The Scottish medical missionary James Henderson (1830-1865) received his medical training at Edinburg medical school. After a brief spell of medical practice in Scotland, Henderson joined the London Missionary Society and was sent to China in 1860. Henderson worked at the Missionary Hospital in Shanghai, taking over the position vacated by his predecessors William Lockhart (1811-1896) and Benjamin Hobson (1816-1873). At the time the Treaties of Tianjin (1858) had consolidated the treaty system, and Shanghai was both growing rapidly and riven by violence. The war between the Qing government and the Taiping was raging. At the docks fighting erupted frequently between rival migrant workers’ gangs from different provinces. Henderson’s hospital often provided emergency treatment to victims of the violent conflicts. The hospital admitted Chinese patients suffering from leprosy, cholera, madness, opium addiction and numerous other diseases. During his medical career in China Henderson met several important missionary figures and left a substantial amount of writings in the forms of letter, memoir, hospital report and treatise. He was, moreover, one of the first western medical practitioners who wrote systematically on the influence of Chinese climates on European health. I will in the talk situate Henderson’s work in the long tradition of personal hygiene in Western medicine. I will also examine the relationship between British medical studies on tropical hygiene and medical topography and Henderson’s medical thoughts.

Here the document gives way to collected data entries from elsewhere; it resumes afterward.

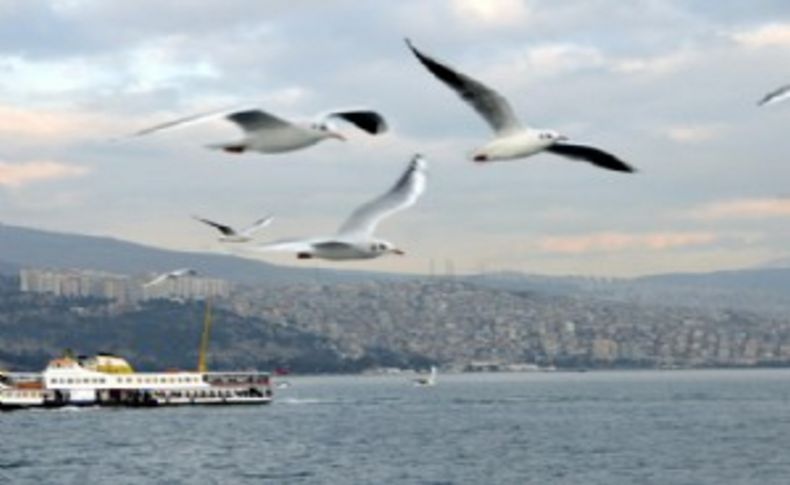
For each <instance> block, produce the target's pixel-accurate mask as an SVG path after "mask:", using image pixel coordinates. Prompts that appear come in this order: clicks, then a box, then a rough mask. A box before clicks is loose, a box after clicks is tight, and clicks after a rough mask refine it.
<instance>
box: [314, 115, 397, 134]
mask: <svg viewBox="0 0 790 485" xmlns="http://www.w3.org/2000/svg"><path fill="white" fill-rule="evenodd" d="M329 118H340V119H343V120H345V121H348V122H349V123H351V124H353V125H355V126H356V127H357V128H359V129H360V130H363V131H366V132H368V133H370V134H371V135H379V134H381V133H384V132H385V131H387V128H388V127H387V122H386V120H385V119H384V117H383V116H381V115H380V114H379V113H377V112H375V111H372V110H369V109H348V110H337V111H331V112H329V113H325V114H323V115H321V116H320V117H319V122H322V123H323V122H326V120H328V119H329Z"/></svg>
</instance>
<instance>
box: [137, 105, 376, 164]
mask: <svg viewBox="0 0 790 485" xmlns="http://www.w3.org/2000/svg"><path fill="white" fill-rule="evenodd" d="M217 115H222V116H224V118H225V119H226V120H228V121H230V122H232V123H234V124H236V125H237V126H238V127H239V128H241V129H242V131H243V132H244V137H243V138H242V139H240V140H236V141H232V142H225V143H216V144H212V145H208V146H207V148H212V149H218V150H224V151H226V152H228V153H244V152H248V151H253V152H260V153H283V152H290V151H293V150H298V149H300V148H306V147H309V146H311V145H315V144H316V143H318V142H321V141H323V140H328V139H330V138H334V139H337V140H341V141H345V139H346V138H345V136H343V134H341V133H340V132H338V131H337V130H336V129H335V127H334V125H333V124H332V120H334V119H341V120H345V121H347V122H349V123H351V124H353V125H355V126H356V127H357V128H359V129H361V130H363V131H365V132H367V133H370V134H372V135H378V134H381V133H384V132H385V131H387V123H386V121H385V120H384V117H382V116H381V115H380V114H379V113H377V112H375V111H372V110H369V109H364V108H360V109H346V110H343V109H341V110H334V111H329V112H326V113H322V114H320V115H318V116H316V117H315V118H314V119H313V120H311V121H289V120H286V119H283V118H281V117H279V116H276V115H273V114H271V113H267V112H265V111H263V110H260V109H246V110H242V111H231V112H230V113H228V110H227V109H226V110H218V111H209V112H205V113H200V114H196V115H190V116H186V117H183V118H179V119H176V120H172V121H167V122H165V123H160V124H158V125H156V126H152V127H150V128H145V129H143V130H140V131H137V132H135V133H132V135H131V136H132V137H137V136H143V135H147V134H150V133H155V132H157V131H161V130H164V129H168V128H174V127H177V126H182V125H185V124H188V123H193V122H197V121H202V120H204V119H206V118H209V117H213V116H217Z"/></svg>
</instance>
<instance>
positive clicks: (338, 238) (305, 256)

Lastly, I will discuss Henderson’s studies of the diseases that he encountered and his experimentation with their treatment.
About the Speaker
Dr. Li Shang-Jen is a Research Fellow at the Institute of History and Philology, Academia Sinica. He is a historian of medicine working on the history of tropical medicine and the history of Western medicine in China in the nineteenth and the early twentieth centuries. Dr. Li completed his MSc. in history of science and medicine and PhD in history of medicine at Imperial College, London. He has published articles in journals such as Social History of Medicine, Isis, Journal of the History of Biology, and has published a biography of Sir Patrick Manson entitled A Physician to Empire: Patrick Manson and the Founding of British Tropical Medicine. Dr. Li is currently working on a book on missionary medicine in China in the late Qing period.